How to Try: Substitute wild leeks for half of the basil in your family’s favorite pesto recipe, then toss with pasta, smear on sandwiches or swirl into soups.
Why to Try: We know to fill up on these high-fiber stalks if we’re trying to cut calories and fat. But asparagus also provides a serious dose of folate and a powerful antioxidant called glutathione, both of which research suggests may help slow age-related cognitive and physical decline and the onset of disease.
How to Try: Cut calories and boost nutrition by substituting half your pasta with asparagus noodles. Shave stalks into strands using a vegetable peeler or mandolin, steam for three minutes until tender and top with your favorite pasta sauce.
Pasture-Raised or Omega-3 Eggs
Why to Try: We’ve always praised eggs as a vegetarian-friendly source of protein, but they also contain a lofty dose of eye-protecting antioxidants, including lutein and zeaxanthin. In one controlled study, eating just over one egg a day for about a month increased the body’s lutein levels by as much as 50 percent and zeaxanthin by as much as 142 percent. Although further research is needed to better understand how lutein interacts with the eyes, some studies have shown that elevated levels of this antioxidant may reduce the risk of age-related macular degeneration and cataracts.
How to Try: Whip up the classic Israeli one-pan breakfast called shakshuka (tomato sauce with lightly baked eggs). Simply simmer 1 diced bell pepper, with 1 onion, 3 cloves garlic, and 3 cups chopped canned tomatoes with 1 teaspoon each cumin and sweet paprika in an oven-safe pan. Top the mixture with 4 eggs and 2 ounces of crumbled feta. Bake at 375°F for 10 minutes until the egg whites are set. Serve with whole grain bread or pita.

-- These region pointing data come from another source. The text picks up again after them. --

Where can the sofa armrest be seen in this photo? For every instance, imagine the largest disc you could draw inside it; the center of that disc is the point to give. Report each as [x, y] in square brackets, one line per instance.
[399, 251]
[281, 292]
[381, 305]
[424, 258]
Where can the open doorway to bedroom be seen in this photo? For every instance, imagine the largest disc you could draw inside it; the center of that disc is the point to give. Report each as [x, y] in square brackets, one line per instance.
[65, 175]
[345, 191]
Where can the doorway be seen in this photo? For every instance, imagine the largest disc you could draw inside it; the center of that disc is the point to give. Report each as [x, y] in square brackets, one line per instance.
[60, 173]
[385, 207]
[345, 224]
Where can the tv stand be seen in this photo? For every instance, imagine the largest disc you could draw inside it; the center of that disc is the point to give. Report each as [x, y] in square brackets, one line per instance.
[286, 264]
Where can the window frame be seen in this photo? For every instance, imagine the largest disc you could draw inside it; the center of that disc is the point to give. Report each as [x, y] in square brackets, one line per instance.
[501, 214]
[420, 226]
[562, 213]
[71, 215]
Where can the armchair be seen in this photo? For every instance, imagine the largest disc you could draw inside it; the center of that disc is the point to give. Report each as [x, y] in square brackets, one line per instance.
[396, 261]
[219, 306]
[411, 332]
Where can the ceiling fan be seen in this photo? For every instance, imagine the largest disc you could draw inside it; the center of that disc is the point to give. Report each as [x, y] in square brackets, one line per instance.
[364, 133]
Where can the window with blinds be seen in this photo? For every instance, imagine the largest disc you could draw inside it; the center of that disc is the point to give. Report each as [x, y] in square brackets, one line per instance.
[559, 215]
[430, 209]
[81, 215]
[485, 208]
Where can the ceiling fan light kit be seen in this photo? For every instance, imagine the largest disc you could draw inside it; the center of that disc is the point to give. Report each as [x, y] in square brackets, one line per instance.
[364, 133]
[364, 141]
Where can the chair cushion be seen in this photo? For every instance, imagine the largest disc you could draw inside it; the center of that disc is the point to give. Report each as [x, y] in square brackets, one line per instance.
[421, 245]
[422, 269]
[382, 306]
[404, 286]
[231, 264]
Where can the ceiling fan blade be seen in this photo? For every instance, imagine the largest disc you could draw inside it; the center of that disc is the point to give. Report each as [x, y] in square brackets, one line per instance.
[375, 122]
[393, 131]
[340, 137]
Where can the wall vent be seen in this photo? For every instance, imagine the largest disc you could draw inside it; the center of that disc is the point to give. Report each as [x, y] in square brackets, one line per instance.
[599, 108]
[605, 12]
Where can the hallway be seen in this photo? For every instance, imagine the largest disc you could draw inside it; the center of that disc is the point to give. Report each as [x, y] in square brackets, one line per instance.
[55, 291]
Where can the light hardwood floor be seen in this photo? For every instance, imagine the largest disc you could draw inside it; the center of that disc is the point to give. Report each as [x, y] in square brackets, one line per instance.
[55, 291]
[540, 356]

Why to Try: We all know to drink our milk for protection against osteoporosis, colon cancer and other diseases, but the grass-fed variety offers bonus benefits of heart-protecting conjugated linoleic acid and a much-needed extra dose of omega-3s. Research suggests that the average North American consumes as much as 16 times as many omega-6 fatty acids as omega-3s, due to our love of processed foods and refined oils, which may contribute to an increased risk of cardiovascular, autoimmune and inflammatory diseases.
How to Try: Brown 1 whole chicken in a Dutch oven, then cover it in 2 cups grass-fed milk with 4 cloves garlic and the zest of 2 lemons. Braise for 1 1/2 hours until tender and serve with the milky sauce.
Why to Try: Folks with celiac disease or gluten intolerance have long praised this whole grain as a gluten-free go-to. But with 26 grams of high-quality complete protein per cup, amaranth has muscle-supporting and satiating benefits for veg heads and carnivores alike.
How to Try: Toast 1/4 cup grains in a dry pan with another 1/3 cup of a combination of shaved coconut and seeds and nuts of your choice until the amaranth “pops” and turns golden brown. Layer on top of your morning yogurt and berry parfait for a satisfying crunch.